On today’s date in 1966, the Canada Highway Safety Council opened its 12th annual conference in Calgary, Alta.
Coinciding with the conference, Canada’s Post Office Department (now Canada Post) issued a five-cent Highway Safety stamp (Scott #477) as “a contribution to the cause of safety on the nation’s roads.”
The stamp was printed by the Canadian Bank Note Co. and designed by Helen Roberta Fitzgerald with engraving by Yves Baril (picture) and Donald J. Mitchel (lettering).
‘ONE MISHAP EVERY 1.5 MINUTES’
In 1964, traffic accidents “killed, injured or caused property damage throughout the year at a pace of one mishap every one and a half minutes,” according to a press release issued by the Post Office Department.

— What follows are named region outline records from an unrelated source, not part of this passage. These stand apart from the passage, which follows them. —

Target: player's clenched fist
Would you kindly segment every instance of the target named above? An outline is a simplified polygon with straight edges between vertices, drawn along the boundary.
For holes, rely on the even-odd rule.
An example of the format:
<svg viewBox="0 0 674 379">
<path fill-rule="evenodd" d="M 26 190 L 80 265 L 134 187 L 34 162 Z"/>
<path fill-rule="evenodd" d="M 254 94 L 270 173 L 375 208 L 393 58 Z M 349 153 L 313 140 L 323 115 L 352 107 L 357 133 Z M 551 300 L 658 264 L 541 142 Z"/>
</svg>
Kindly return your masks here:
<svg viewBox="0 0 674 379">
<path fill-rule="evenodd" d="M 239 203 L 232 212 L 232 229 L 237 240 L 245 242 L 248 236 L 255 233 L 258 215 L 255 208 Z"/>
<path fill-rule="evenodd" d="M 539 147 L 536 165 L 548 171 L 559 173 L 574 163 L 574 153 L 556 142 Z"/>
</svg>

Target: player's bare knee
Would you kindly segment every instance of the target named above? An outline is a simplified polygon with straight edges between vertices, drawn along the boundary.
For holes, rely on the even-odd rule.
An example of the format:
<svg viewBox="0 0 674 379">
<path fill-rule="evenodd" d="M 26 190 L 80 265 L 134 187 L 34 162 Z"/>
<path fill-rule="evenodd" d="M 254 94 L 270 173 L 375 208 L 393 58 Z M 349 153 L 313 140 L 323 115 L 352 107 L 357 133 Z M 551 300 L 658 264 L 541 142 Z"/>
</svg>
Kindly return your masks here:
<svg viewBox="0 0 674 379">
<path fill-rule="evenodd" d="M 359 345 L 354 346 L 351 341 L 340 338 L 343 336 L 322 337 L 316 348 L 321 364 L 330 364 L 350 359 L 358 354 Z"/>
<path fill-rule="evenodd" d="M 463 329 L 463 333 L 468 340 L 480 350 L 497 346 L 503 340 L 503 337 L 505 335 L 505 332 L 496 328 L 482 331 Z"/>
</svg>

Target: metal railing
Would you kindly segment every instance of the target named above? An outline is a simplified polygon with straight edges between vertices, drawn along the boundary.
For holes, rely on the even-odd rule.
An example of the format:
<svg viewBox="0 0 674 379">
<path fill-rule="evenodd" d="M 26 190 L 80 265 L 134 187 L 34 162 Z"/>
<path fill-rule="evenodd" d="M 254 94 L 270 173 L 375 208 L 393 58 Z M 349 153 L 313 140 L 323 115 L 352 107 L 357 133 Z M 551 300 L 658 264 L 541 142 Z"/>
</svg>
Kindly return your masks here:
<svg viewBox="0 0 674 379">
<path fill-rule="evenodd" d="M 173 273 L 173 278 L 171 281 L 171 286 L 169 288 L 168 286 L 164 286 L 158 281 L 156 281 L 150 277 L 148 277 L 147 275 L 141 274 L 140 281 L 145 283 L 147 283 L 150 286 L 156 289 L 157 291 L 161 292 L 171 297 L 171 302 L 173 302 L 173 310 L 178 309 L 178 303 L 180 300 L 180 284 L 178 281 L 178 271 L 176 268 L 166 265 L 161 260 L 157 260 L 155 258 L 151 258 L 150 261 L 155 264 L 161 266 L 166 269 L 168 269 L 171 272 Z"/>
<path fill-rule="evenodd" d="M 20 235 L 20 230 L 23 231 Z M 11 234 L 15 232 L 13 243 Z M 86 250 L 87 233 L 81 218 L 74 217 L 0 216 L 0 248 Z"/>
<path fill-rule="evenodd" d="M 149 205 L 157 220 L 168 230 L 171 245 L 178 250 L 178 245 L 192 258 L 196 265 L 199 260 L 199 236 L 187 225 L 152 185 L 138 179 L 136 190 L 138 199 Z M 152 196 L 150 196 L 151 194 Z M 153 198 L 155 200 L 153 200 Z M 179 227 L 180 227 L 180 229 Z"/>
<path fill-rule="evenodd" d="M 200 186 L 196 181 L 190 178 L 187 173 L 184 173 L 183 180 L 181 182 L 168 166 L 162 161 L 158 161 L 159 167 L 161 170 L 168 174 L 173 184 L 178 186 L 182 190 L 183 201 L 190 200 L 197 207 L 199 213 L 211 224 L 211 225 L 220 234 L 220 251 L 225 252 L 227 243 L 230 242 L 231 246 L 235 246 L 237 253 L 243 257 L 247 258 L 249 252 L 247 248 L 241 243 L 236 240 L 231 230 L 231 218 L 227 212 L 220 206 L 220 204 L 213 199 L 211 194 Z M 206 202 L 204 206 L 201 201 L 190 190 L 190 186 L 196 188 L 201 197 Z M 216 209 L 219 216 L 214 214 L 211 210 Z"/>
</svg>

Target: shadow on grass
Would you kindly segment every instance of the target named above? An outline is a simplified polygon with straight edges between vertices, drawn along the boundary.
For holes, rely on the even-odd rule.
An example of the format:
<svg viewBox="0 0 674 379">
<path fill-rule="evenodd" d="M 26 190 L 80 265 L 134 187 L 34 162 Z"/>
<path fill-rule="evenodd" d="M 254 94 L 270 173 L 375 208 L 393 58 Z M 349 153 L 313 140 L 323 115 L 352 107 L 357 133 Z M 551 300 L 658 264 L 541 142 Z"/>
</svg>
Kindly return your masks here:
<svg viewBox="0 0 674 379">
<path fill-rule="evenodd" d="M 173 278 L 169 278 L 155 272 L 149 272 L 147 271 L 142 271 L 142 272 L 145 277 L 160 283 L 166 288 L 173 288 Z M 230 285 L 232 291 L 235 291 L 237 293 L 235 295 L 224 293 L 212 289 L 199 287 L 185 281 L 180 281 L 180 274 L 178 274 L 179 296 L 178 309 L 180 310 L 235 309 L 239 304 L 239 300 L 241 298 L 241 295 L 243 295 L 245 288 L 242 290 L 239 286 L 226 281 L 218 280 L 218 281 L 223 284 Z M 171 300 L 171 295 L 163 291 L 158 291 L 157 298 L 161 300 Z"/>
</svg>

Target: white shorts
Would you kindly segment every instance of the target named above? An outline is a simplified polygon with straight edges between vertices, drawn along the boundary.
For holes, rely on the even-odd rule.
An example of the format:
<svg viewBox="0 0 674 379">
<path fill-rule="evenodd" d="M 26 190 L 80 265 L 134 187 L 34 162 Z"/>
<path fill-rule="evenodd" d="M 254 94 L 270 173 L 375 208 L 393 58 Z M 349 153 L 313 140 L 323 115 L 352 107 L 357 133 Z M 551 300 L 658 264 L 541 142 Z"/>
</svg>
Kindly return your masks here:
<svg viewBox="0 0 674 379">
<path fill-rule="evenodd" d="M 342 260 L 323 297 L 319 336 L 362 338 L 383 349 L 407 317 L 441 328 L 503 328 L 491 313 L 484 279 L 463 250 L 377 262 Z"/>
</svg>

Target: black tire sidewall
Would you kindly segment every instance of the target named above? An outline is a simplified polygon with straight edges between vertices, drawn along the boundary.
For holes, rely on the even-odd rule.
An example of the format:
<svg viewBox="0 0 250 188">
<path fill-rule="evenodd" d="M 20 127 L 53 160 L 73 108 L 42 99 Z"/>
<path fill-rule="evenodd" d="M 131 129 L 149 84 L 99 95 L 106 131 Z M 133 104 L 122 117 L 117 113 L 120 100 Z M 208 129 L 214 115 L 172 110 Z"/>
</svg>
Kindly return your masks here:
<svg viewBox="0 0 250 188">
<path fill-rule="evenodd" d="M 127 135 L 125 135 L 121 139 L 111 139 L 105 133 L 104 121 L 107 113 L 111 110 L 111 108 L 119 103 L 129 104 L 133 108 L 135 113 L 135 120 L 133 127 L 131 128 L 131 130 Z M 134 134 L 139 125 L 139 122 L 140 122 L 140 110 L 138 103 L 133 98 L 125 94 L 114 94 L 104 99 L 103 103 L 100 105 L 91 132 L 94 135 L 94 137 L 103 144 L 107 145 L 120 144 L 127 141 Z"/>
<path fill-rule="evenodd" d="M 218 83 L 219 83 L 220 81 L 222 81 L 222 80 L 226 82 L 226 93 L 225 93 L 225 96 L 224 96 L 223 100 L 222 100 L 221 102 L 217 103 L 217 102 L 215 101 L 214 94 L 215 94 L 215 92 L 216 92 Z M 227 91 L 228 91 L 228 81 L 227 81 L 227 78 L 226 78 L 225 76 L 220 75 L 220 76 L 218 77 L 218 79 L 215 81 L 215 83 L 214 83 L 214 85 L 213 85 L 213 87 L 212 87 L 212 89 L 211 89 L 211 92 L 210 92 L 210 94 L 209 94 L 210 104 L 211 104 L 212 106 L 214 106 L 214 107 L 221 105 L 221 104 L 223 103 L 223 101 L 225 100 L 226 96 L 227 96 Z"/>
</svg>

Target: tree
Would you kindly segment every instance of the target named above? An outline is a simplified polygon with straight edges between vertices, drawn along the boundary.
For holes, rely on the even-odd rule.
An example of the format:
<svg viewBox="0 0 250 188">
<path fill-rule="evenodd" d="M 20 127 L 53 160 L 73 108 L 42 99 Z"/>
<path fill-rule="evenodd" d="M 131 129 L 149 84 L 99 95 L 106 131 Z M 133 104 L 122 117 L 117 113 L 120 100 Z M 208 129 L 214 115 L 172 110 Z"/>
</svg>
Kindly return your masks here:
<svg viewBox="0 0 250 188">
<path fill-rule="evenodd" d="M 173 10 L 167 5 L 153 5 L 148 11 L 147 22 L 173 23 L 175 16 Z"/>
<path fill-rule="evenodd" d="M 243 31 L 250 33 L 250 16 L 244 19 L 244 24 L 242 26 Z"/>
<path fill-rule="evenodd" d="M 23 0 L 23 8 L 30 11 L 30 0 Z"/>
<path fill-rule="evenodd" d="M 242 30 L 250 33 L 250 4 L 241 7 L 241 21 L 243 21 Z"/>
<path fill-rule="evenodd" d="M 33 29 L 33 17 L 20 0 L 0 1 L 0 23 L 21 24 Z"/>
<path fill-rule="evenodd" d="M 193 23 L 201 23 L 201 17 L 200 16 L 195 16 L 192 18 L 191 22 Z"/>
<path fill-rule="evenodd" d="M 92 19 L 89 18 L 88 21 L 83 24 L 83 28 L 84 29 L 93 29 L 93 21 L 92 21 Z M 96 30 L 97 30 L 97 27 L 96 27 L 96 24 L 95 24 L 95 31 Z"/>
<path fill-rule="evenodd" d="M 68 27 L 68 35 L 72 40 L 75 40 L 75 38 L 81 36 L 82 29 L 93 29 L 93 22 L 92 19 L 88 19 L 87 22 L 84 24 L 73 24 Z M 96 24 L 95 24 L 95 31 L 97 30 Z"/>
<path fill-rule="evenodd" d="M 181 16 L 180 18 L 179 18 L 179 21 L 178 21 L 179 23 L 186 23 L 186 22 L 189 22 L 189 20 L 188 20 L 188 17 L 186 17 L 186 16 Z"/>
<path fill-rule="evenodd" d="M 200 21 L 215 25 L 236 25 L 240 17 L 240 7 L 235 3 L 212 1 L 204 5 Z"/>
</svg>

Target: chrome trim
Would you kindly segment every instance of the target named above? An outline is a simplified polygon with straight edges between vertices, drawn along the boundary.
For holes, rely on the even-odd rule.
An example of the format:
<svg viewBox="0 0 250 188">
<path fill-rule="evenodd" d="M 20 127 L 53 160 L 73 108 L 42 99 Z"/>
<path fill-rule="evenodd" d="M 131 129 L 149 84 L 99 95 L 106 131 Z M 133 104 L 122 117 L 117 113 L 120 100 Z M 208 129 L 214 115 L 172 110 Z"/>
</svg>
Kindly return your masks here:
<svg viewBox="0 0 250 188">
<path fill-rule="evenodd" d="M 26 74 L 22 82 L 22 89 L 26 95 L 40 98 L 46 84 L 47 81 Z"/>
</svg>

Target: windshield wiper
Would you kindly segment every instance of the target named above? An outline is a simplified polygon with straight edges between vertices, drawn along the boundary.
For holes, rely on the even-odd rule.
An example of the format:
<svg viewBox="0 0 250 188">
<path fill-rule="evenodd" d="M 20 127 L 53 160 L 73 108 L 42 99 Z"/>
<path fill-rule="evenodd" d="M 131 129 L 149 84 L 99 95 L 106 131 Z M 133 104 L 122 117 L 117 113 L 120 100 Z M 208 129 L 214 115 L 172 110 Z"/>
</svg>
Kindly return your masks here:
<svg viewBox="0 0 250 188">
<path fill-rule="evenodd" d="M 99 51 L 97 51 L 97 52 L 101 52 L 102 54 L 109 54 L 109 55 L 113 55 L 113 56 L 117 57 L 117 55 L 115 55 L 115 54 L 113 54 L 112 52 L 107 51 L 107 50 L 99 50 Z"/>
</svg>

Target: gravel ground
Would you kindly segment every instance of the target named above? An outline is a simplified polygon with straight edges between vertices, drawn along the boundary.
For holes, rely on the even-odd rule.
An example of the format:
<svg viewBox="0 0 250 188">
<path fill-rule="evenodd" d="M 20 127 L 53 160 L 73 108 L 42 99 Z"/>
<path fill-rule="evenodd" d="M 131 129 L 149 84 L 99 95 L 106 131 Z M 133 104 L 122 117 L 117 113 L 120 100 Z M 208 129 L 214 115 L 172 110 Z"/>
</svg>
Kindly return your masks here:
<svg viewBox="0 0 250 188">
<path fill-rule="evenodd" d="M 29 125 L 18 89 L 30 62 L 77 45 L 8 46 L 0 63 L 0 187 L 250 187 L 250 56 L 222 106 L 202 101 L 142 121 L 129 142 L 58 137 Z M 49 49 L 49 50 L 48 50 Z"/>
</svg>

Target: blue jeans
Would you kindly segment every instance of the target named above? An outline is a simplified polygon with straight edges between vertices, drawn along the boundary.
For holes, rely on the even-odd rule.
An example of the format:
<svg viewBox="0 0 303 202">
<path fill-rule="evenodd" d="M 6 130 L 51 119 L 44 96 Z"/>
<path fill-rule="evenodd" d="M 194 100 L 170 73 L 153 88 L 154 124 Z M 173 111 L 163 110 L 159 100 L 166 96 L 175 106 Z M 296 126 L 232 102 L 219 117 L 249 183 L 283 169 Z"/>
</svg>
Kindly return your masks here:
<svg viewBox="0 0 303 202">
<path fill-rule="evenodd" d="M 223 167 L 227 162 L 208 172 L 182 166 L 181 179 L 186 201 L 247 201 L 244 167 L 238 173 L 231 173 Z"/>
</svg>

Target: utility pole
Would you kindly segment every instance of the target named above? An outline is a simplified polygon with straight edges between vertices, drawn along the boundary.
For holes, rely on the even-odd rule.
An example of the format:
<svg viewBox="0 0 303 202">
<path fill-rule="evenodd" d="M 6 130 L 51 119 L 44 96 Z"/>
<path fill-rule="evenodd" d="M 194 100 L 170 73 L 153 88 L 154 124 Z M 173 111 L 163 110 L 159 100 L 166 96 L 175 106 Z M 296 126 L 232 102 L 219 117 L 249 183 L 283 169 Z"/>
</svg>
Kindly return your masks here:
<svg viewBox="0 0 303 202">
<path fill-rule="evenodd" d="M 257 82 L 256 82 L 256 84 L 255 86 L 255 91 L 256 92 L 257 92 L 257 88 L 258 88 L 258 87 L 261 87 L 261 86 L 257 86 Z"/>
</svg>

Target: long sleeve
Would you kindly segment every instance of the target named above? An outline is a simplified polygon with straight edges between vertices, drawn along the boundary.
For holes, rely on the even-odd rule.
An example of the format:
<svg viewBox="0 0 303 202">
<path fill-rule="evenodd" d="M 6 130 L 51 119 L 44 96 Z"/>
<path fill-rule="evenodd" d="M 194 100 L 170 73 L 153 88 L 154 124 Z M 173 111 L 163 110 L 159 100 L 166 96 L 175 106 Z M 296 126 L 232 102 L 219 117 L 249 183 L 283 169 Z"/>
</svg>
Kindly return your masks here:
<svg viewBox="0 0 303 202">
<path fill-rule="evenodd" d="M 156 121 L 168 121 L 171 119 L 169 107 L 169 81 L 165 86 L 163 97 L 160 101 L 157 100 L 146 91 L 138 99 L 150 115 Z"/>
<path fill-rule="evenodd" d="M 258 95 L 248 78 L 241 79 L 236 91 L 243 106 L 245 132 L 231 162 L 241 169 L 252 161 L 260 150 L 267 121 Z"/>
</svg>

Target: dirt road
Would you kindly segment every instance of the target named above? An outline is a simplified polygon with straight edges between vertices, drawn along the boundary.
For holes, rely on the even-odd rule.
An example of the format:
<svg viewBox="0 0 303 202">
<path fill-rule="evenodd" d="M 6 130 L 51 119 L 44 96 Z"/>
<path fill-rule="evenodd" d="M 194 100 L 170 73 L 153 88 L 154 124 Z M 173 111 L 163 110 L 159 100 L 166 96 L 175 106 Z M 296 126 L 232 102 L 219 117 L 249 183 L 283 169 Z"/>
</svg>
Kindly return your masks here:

“These accidents resulted in fatal injuries every two hours and caused bodily injury every four minutes for the full twelve-month period. Founded in 1955, the C.H.S.C. has statistics showing three out of four traffic deaths occur within twenty-five miles of the victim’s home, moreover, half of the injury or death dealing accidents occur at 40 miles per hour, or less, thereby pointing up the need to install and use seat belts even for short drives. The council stresses the need for an equal awareness of the dangers by drivers, passengers and pedestrians.”
According to the 2016 “Canadian Motor Vehicle Traffic Collision Statistics” report, in 2016:
- the number of motor vehicle fatalities in Canada was 1,898, up two per cent from 2015 (1,860);
- there were 10,322 serious injuries due to motor vehicle collisions in Canada, down four per cent from 2015 (10,748);
- the number of fatalities per 100,000 population was 5.2, unchanged from the rate seen the previous two years; and
- the number of fatalities per billion vehicle kilometres travelled was 5.1, unchanged from 2015.
In 2015, police also reported 72,039 impaired driving incidents, representing a rate of 201 incidents per 100,000 population. This is the lowest rate since data on impaired driving were first collected in 1986 (down 65 per cent) and four per cent lower than in 2014.
The 1966 Highway Safety stamp also replaced the “familiar visible gum” of older issues with an improved adhesive that was “tasteless, and virtually invisible to the casual observer.”
“It has proved to have superior adhesive qualities during the several years it has been used in North America on various labels and stickers. Manufactured under the trade name of ‘DAVAC’, the new adhesive does not react to the humidity factor in the air as do other glues.”